Hi, just bought a Netgear Wifi Range Extender model no: WN3000RP

I followed all the instructions in the manual to set it up. 
I plugged the extender in and waited till the status LED light turned green,
I selected Netgear_ext in my wireless network manager, 
I went to www.mywifiext.net and followed the setup guide. 
- Selected the wi-fi network I wanted to extend
- Entered the security passphrase for my existing network
- Chose the name I wanted for the new extended network
- Connected my wireless device to the new extended network

I then tried to connect to the new extended network but it failed and would only connect with limited connectivity. 
I have been unable to access the internet using the extended network

The troubleshoot website said to try accessing www.mywifiext.com and change my settings but it keeps redirecting me to For Home

If anyone can offer any help I'd be really grateful! I've found it quite difficult to understand a lot of the posts on the forums on the support websites!


----------



## Masterchiefxx17

*Re: Wireless Range Extender Not Working*

Hi and Welcome to TSF!

Do all devices fail to connect to the externder? What lights are lit up on the extender?

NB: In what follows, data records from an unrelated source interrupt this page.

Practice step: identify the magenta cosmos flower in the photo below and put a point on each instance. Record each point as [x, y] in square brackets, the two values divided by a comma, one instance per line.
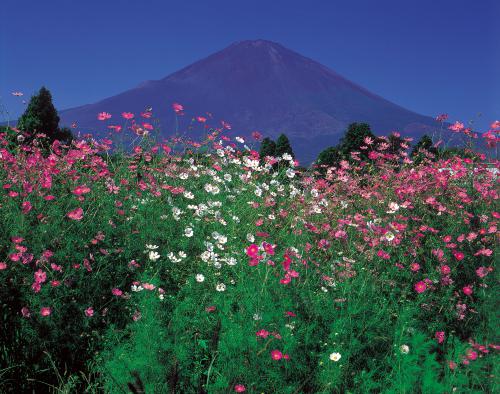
[76, 214]
[45, 311]
[276, 355]
[420, 287]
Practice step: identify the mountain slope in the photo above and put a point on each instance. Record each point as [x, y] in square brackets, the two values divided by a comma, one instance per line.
[260, 85]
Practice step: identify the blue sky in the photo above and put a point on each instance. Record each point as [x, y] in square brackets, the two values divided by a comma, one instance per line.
[428, 56]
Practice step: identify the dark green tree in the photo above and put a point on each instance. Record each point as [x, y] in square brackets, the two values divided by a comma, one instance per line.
[41, 117]
[422, 149]
[283, 146]
[267, 148]
[330, 157]
[354, 138]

On the computer that cannot connect to the externder what type of wireless card in the computer? Also what OS is it running?


----------



## rmurray

*Re: Wireless Range Extender Not Working*

Hi, thanks! 
I'm not sure what wireless card is in it but it's a Sony Vaio and it's Windows 7? 
I tried to connect using a different laptop too but that also showed limited connectivity!


----------



## Masterchiefxx17

*Re: Wireless Range Extender Not Working*

Go back to www.mywifiext.com and go under the maintenance tab.

Is the extender connected to the router? It should say Connected.

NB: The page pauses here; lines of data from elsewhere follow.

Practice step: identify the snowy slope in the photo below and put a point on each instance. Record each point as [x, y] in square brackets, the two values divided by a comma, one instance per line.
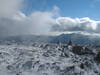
[46, 59]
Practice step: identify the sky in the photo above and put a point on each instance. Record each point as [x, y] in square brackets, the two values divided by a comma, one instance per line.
[21, 17]
[69, 8]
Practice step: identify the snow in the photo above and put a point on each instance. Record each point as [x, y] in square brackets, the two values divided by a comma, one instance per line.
[45, 59]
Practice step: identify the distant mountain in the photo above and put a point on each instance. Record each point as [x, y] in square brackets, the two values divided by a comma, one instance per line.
[63, 38]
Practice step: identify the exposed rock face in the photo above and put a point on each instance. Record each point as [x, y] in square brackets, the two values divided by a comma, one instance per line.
[81, 50]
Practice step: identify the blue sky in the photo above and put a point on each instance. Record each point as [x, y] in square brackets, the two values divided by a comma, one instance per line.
[68, 8]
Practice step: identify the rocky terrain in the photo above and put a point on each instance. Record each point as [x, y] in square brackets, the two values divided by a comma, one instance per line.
[49, 59]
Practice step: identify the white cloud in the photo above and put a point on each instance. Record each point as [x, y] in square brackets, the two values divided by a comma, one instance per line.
[9, 7]
[13, 22]
[76, 24]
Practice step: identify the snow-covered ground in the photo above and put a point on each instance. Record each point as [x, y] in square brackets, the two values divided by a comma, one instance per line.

Next go under the advance tab and make sure the *Enable Wireless Access Point* box is ticked.


----------



## rmurray

*Re: Wireless Range Extender Not Working*

Hi, thank you so much for helping! 
I can't actually get onto www.mywifiext.com anymore it keeps redirecting me to support.netgear.com


----------



## TheCyberMan

*Re: Wireless Range Extender Not Working*

The guide you need is below to mywifiext.com:


How to setup your NETGEAR WN3000RP Universal WiFi Range Extender?

Wait for the led to light up and turn green before you start the configuration.

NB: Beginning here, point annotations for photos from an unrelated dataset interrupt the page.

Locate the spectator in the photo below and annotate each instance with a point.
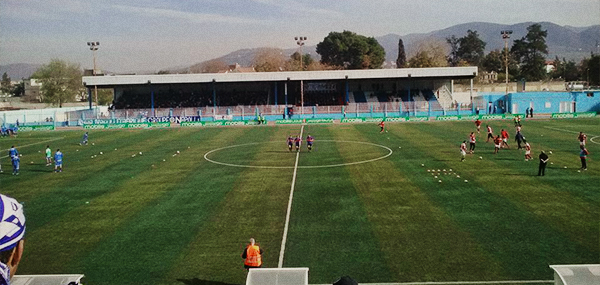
(12, 230)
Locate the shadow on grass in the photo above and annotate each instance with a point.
(196, 281)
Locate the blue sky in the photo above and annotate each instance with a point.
(150, 35)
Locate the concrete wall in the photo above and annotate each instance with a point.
(550, 102)
(513, 87)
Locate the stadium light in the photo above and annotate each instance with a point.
(300, 43)
(506, 36)
(94, 47)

Choose the ssid of your ADSL modem/router for your existing network and then follow the instructions.

After following the guide and re-booting the router.

Go into your TCPIPv4 settings for the wireless connection by going to:

start>control panel>Network and sharing centre>change adapter settings and right click the Wireless Network connection>properties, highlight Internet Protocol Version TCPIPv4>properties>advanced under default gateway click add and input the ip address of the extender in here click ok and ok again.

Power cycle all devices.

Turn on main modem or modem/router first wait for lights to stabilise.

Turn on range extender wait for lights to stabilise.

Turn on computer wait until fully booted inputting credentials to log on.

Clcik on extender SSID input the the wireless network key.

If the key is a passphrase it can be inputted as written.

If the key is a pre-shared key which will be 26 characters long minimum then three things to remember:

1. All letters to be capitals.
2. No spaces.
3. Anything that looks like the letter "o" is in fact a zero.


----------